According to the CDC, children from the ages of 6-17 should engage in a minimum of 60 minutes of physical activity each day. Decreasing time for physical activity, like recess, and an increase in technology have been linked to less physical activity in children. There are several health benefits to physical activity including decreased risk of obesity and growth of healthy bones and muscles. However, physical activity also promotes psychological well-being, reduces depression and anxiety, and could improve academic performance. It’s important to incorporate physical activity into your child’s routine and promote a healthy lifestyle. Some things to consider before adding physical activity to your family’s daily routine include selecting the type of physical activity, identify competing behaviors (work, travel, technology), and identify reinforcers for your children. The physical activity for your little ones should be fun, easy, and achievable. While going over your options consider resources available like parks, trails, classes that are offered, and tracks that are nearby. Here are 5 tips to help keep the little ones active:
- Set a specific time each day for physical activity -For younger children and children that benefit from visual prompts, a visual cue could be put in place. One example could be adding riding a bike into your child’s after school routine. Showing a picture of a bike to signal that it’s time for a bike ride helps build this activity into the daily routine. Once the physical activity has become part of the routine you can fade the visual prompt.
- Break up the physical activity into more achievable bouts – For your children it might be easier to engage in physical activity for 20 minutes 3 times a day versus 60 minutes all at once.
- Work towards a goal or use a token board – Set a goal and reinforcer that is motivating for your child and create a token board. Once your child engages in the desired physical activity, they earn a token (sticker, stamp). After your child earns 10 tokens (or whatever is agreed upon), they earn the set reinforcer they picked out in the beginning.

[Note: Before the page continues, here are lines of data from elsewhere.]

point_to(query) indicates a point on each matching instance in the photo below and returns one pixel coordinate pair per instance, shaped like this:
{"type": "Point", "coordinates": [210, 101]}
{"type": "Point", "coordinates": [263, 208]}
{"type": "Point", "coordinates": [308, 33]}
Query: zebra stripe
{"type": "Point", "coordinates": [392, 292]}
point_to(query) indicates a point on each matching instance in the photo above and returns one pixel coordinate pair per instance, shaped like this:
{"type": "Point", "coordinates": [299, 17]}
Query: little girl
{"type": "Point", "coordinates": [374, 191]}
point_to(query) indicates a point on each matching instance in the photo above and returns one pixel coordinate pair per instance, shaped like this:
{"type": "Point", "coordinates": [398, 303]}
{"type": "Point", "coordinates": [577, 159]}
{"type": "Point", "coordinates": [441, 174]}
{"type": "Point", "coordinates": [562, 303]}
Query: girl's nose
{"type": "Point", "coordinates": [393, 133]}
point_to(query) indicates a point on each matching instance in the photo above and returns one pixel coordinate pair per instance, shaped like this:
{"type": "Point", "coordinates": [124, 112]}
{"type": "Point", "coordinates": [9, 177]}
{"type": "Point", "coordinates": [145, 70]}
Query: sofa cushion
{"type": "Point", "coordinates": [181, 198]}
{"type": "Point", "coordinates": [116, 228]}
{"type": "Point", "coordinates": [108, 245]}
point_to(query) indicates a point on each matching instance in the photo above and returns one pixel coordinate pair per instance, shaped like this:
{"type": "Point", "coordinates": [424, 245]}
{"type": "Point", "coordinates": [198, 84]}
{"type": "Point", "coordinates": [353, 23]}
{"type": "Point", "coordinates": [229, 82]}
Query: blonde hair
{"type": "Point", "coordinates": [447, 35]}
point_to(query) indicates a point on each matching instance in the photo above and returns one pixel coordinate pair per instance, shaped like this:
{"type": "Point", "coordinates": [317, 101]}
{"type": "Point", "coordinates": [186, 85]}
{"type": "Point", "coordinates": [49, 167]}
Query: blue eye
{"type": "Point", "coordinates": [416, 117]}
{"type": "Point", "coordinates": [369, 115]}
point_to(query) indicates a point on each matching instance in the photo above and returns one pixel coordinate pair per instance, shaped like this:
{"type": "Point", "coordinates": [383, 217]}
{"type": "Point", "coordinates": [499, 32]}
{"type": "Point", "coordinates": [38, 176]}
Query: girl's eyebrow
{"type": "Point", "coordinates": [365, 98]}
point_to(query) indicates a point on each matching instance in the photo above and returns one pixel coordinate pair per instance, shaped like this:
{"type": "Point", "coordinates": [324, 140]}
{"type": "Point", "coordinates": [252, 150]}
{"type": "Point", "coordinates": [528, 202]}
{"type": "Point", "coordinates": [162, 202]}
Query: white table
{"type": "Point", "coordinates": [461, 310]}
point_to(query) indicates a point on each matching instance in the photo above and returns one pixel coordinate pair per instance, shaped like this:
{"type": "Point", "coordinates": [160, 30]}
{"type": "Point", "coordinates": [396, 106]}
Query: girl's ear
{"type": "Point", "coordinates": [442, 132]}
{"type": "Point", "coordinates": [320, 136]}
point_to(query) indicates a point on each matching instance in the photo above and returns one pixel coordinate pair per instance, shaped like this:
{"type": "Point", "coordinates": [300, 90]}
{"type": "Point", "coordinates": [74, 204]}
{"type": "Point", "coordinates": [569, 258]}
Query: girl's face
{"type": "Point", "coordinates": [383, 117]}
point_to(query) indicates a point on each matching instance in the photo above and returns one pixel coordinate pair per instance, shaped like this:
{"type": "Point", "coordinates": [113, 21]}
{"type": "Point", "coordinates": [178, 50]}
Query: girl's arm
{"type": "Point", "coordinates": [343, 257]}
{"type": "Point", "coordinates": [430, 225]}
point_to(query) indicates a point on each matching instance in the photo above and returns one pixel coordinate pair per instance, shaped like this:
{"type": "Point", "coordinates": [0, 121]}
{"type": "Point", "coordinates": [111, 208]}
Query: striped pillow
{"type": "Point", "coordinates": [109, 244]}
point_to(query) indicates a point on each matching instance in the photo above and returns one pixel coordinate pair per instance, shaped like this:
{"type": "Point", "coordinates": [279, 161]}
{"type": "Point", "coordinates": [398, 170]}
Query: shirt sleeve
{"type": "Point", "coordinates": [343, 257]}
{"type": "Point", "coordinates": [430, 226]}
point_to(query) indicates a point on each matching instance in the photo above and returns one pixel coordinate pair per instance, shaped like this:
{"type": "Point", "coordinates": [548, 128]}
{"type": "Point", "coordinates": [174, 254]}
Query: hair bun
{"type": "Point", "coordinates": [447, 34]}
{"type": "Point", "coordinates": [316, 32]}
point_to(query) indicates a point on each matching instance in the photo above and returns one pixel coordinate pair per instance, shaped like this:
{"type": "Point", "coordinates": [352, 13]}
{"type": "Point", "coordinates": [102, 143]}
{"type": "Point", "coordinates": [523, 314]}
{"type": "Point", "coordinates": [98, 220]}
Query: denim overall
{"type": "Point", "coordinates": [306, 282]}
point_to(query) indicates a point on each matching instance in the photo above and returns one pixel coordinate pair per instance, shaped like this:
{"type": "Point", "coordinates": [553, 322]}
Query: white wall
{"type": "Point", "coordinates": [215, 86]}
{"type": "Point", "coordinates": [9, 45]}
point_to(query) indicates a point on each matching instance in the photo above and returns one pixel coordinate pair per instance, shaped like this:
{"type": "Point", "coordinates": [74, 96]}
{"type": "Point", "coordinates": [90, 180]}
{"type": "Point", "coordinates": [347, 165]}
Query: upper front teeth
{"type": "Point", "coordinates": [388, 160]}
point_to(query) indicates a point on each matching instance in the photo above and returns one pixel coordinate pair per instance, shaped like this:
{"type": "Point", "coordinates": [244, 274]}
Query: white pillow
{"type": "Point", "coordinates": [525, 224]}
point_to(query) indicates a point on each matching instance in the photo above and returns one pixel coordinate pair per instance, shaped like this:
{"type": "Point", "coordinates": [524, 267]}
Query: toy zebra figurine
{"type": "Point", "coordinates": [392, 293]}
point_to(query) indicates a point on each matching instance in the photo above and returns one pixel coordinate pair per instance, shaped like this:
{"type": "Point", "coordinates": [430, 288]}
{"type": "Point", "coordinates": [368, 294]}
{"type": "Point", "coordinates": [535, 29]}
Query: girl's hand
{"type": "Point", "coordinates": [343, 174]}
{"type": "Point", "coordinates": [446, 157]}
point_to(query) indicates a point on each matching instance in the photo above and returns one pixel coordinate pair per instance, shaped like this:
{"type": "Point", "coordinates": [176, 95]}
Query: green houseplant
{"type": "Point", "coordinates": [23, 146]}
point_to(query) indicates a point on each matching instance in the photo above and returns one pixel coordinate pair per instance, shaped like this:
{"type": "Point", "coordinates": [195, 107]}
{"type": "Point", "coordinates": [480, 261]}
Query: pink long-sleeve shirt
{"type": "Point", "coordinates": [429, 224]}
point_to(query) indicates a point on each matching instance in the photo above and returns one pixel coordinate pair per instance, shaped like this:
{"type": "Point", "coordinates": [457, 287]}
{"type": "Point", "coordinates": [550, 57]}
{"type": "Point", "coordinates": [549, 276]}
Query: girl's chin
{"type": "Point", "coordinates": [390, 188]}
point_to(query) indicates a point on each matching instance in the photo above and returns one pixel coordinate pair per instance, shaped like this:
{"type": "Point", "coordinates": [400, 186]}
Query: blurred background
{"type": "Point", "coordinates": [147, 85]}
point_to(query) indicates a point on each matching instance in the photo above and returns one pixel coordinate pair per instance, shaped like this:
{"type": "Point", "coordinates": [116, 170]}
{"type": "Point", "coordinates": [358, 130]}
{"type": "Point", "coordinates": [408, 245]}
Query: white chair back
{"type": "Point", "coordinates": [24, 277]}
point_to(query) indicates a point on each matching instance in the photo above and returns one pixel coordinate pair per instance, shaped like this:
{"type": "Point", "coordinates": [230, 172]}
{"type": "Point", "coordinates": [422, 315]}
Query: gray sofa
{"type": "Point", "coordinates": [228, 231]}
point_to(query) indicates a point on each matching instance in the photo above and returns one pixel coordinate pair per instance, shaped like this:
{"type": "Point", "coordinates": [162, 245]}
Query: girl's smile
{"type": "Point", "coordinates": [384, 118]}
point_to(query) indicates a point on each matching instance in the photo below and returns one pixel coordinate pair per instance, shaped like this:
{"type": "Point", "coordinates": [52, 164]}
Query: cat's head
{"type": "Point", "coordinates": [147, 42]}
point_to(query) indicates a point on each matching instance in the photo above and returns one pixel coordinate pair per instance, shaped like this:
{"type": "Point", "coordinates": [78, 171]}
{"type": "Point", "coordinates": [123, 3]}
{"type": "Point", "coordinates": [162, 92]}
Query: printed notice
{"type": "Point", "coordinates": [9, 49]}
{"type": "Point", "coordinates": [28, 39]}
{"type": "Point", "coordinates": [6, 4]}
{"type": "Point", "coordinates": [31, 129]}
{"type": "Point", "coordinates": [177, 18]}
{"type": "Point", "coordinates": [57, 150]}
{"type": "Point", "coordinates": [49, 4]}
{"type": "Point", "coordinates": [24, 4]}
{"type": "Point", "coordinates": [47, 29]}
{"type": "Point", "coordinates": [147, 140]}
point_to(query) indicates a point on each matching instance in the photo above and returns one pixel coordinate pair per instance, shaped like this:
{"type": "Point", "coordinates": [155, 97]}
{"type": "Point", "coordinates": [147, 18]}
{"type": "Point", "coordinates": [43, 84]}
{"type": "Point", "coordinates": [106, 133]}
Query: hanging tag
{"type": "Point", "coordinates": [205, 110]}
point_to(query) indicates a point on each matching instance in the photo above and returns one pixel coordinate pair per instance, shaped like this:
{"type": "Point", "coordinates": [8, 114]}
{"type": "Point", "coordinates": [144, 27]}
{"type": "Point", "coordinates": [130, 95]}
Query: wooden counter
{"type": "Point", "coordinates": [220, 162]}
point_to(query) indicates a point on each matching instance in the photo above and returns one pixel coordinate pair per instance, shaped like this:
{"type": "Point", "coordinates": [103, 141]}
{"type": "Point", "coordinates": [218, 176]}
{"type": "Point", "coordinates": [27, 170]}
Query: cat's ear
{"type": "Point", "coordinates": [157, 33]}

- Improve the skill – It’s said that a skill is more enjoyable when you’re good at what you’re doing. If your child struggles with riding a bike, don’t be afraid to get out there and help. Improving skills may also function as a reinforcer for your child. As they become better at bike riding, for example, they will be more likely to engage in bike riding and want to ride their bike.
- Use the “First/Then” approach – Find a reinforcer that is highly motivating for you child like playing on the iPad or playing at the playground. By using “First, play outside for 30 minutes. Then, get 30 minutes on the iPad” you can set clear expectations for your children. Then after time, you can increase the desired time of physical activity once it becomes more routine. Another way to incorporate the “first/then” is biking to the playground or walking to a friend’s house. First the physical activity must be completed, then there is reinforcement.
Including physical activity into your daily routine has several physical and mental health benefits. Use these tips to increase physical activity for your children and help the process. From taking walks, yoga, riding bikes, to playing outside it’s important to keep your littles moving.